More often than not, the EFF takes on stupid cases that make them look like info-commie freetard pansies. This one is more nuanced. It’s not an attack on the DMCA. It’s an attack on its boundaries. Apple has had to do a lot of complicated things to keep its monopoly as arbiter of good taste for the iPhone and iPod Touch. On the iPhone side, there’s a business case to be made because of the relative scarcity of radio bandwidth, and there’s consumer expectation that carriers control the mobile experience. The iPod Touch, though, goes against consumer expectations and market precedent in having one entity control what can go on the devices. I don’t want the courts, legislators, or regulators to step in and tell them they can’t do that. I would like the model to ultimately fail. I don’t mind if the courts examine the labyrinth of contracts and legal reasoning that prop up this exclusivity. In this case, the court would be examining how much power the DMCA gives Apple toward this end.


Tiger said:

Nuanced? Sounds like a chicken $__t grab for cash and nothing moree. Suing a company over the regulations of a federal law after self-complying is totally spineless and completely up the alley of the EFF. They “avoid” liability so that they’re not sued by complying and suing? Oh, that wreaks of duplicity and is a model for hypocrisy.

Knowing full well in advance of Apple’s terms, business model, etc., (it’s not like any of these things were hidden), OdioWorks knowingly posted content that they knew would fly in the face of the DMCA and yet now act like the injured party. I hope a judge biatch slaps them down with prejudice for being stupid.

Welcome to change. It is a different world. There is a LOT of competition. Instead of making their own product or service, and God forbid have to actually be creative, they rip off somebody else’s property and ideas, and worse, publicly enable others to do so as well. The iPod touch is anything but unique. It was totally a late-comer to the market. And yes, it’s done well. But it is by no means the end all and be all of the music player market. Except that it has Apple’s name on it.

Apparently, there are people who believe that if it says Apple on it, they’re entitled to steal it.

Let’s hope they get Pontiac’d.


Bosco (Brad Hutchings) said:

Hey Tiger.
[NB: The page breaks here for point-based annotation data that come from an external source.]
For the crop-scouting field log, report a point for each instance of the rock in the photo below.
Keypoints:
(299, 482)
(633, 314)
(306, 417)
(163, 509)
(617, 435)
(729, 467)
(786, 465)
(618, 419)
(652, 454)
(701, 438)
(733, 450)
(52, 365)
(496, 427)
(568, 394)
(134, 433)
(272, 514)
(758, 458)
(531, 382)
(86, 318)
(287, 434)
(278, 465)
How about arguing about things you know the facts about. From the linked article:

OdioWorks filed the lawsuit in order to vindicate its right to restore those discussions. Filed in federal court in San Francisco, the suit seeks a declaratory judgment that the discussions do not violate any of the DMCA’s anti-circumvention provisions, and do not infringe any copyrights owned by Apple.

They aren’t asking for monetary damages, just a judgement. Apple is making a giant leap using the DMCA for this. The DMCA is about legally stopping technological workarounds for violating copyright, not preventing technological workarounds for loading unapproved software onto a device that you own.


azarkon said:

This doesn’t actually sound like a ploy to suck money from apple.  If it were, the complaint would ask for more than attorney’s fees and “any relief the court deems proper”  Rather it seems more interested in asserting freedom of information.  It seems like this will be a simple fact-finding legal case.  If Apple was harassing website owners with legal threats that are outside the scope of the law, than they should absolutely pay the legal fees.